Heute morgen erlebte ich wieder einmal die Problematiken einer zum nicht-Nachdenken erzogenen Bevölkerung.
In einem Land wie Laos, in dem offiziell der Sozialismus die Staatsform ist, gibt es einen großen Drang danach, Bürger zum Nicht-Denken zu animieren. Was in Deutschland die Wirtschaft übernimmt, RTL, RTL II, Pro7, BILD, dass macht hier der Staat.
Ich fuhr also, wie jeden Morgen seit einem guten Jahr, zur Uni. Mein Moped blitzte geputzt in der Sonne. Mein buntes Hemd, das mich als Lehrer kennzeichnete, war noch frisch und roch nach thailändischem Waschmittel.
Um in die Universität zu gelangen, muss man ein großes Tor passieren an dem ein, meist schlafender, Wachmann sitzt, der die..ähm...Uni bewacht. Seit einem Jahr passiere ich diesen Eingang jeden Morgen. Ich fahre hindurch. An diesem Morgen jedoch ertönte auf einmal eine schrille Pfeiffe in meinem Rücken. Ich blieb stehen, irritiert, und sah ein kleines Männchen auf mich zurennen. Der Wachmann, eigentlich ein freundlicher Bursche, der mir schon einmal bei einem Mopedproblem geholfen hatte. An diesem Morgen war er jedoch nicht besonders gut aufgelegt. In unglaublich schnellem Laotisch erklärte er mir, dass ich abzusteigen habe, wenn ich das Tor passiere. Ich war total perplex, kennt er mich doch, sieht mich seit einem Jahr hier durchfahren und muss langsam gemerkt haben, dass ich keine Gefahr für die Uni darstelle. Ein wenig irritiert fragte ich ihn also die spezielle "Warum"-Frage. Warum soll ich absteigen wenn ich das Tor passiere? Du kennst mich doch!
Nun war er an der Reihe perplex zu gucken. Warum? wiederholte er verwundert. Es sei die Regel, erklärte er mir nun ein wenig freundlicher, fast nachsichtig.
Nun gut, ich dachte mir, in meiner letzten Woche könne ich doch noch einmal eine Diskussion anfangen, nun gut...aber warum muss ich absteigen. Ich fahre seit einem Jahr jeden Morgen hier lang, bin Lehrer, der Deutsch unterrichtet und du kennst mich!

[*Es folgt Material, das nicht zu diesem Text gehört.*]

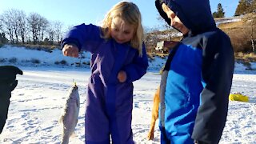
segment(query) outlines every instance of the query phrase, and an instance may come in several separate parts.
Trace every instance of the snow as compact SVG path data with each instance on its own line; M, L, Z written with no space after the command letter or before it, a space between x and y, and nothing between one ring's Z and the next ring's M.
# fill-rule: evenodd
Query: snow
M70 138L70 143L84 143L84 102L90 77L90 54L82 55L83 58L64 57L57 49L49 53L8 46L0 48L0 65L18 66L24 73L17 75L18 84L12 91L8 119L0 134L0 143L60 143L62 130L58 119L73 81L79 88L81 107L76 134ZM54 64L62 60L66 62L65 65ZM153 96L161 78L158 70L165 61L166 58L158 57L150 60L148 73L134 82L132 128L136 143L160 143L158 121L154 139L148 141L146 136ZM73 65L76 62L82 64L78 67ZM251 65L255 70L256 64ZM250 98L250 102L230 102L220 143L256 143L256 71L246 68L236 63L231 93L241 92Z

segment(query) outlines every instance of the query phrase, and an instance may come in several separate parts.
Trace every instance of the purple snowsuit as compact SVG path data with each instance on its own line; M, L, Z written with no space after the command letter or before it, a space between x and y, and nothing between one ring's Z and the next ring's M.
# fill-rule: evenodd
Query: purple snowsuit
M101 38L94 25L74 27L63 38L62 46L73 43L91 53L91 76L86 98L86 142L134 143L131 130L133 82L146 72L148 60L143 45L142 56L127 43ZM126 72L127 79L119 82L118 74Z

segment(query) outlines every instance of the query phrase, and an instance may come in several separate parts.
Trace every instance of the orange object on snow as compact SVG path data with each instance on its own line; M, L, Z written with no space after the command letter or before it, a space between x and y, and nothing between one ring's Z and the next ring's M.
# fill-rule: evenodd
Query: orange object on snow
M242 95L240 93L230 94L229 96L230 101L249 102L249 97Z

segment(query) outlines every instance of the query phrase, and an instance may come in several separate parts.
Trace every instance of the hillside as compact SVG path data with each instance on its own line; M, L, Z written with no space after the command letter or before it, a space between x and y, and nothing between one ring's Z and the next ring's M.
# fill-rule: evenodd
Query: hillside
M253 53L252 41L256 43L256 14L248 14L242 17L215 18L218 28L230 38L238 61L247 63L256 62ZM174 29L165 31L153 31L146 34L146 43L150 55L166 55L154 50L159 41L179 41L182 35Z

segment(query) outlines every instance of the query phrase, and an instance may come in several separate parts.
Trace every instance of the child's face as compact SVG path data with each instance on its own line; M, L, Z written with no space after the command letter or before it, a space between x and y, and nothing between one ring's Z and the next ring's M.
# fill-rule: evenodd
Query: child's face
M111 37L118 43L125 43L134 37L135 26L126 23L121 18L113 18L111 23Z
M181 20L177 17L175 13L171 10L165 3L162 4L162 8L166 13L168 18L170 19L170 26L181 31L183 34L189 32L189 30L184 26Z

Der kleine Mann hörte mir zu, schwieg einige Sekunden weise, um dann noch einmal mit aller ihm zur Verfügung stehenden Nachdrücklichkeit zu flüstern: Es ist die Regel. Aber weil ich sicher zum Unterricht müsse, dürfe ich heute weiter fahren, ohne noch einmal durchs Tor zu schieben.
Mein Lachen konnte ich mir nicht verkneifen, doch weder das, noch mein Kopfschütteln fasste er negativ auf. Stattdessen lachte er mit und deutete freundlich zum Universitätsgebäude.

Tja, schon öfter war mir aufgefallen, dass man mit der Frage: Warum? nicht besonders weitkommt, in einem Land, dass nahezu alles zensiert, Frontalunterricht aufs gröbste fördert und bis vor wenigen Jahren die offizielle Meinung vertrat, das laotische Volk bräuchte keine Masterstudiengänge, Bachelor würde genügen.
Einen so skurilen Moment wie heute hatte ich jedoch noch nicht erlebt.
Warum-Fragen sollte man aber auf jeden Fall fördern.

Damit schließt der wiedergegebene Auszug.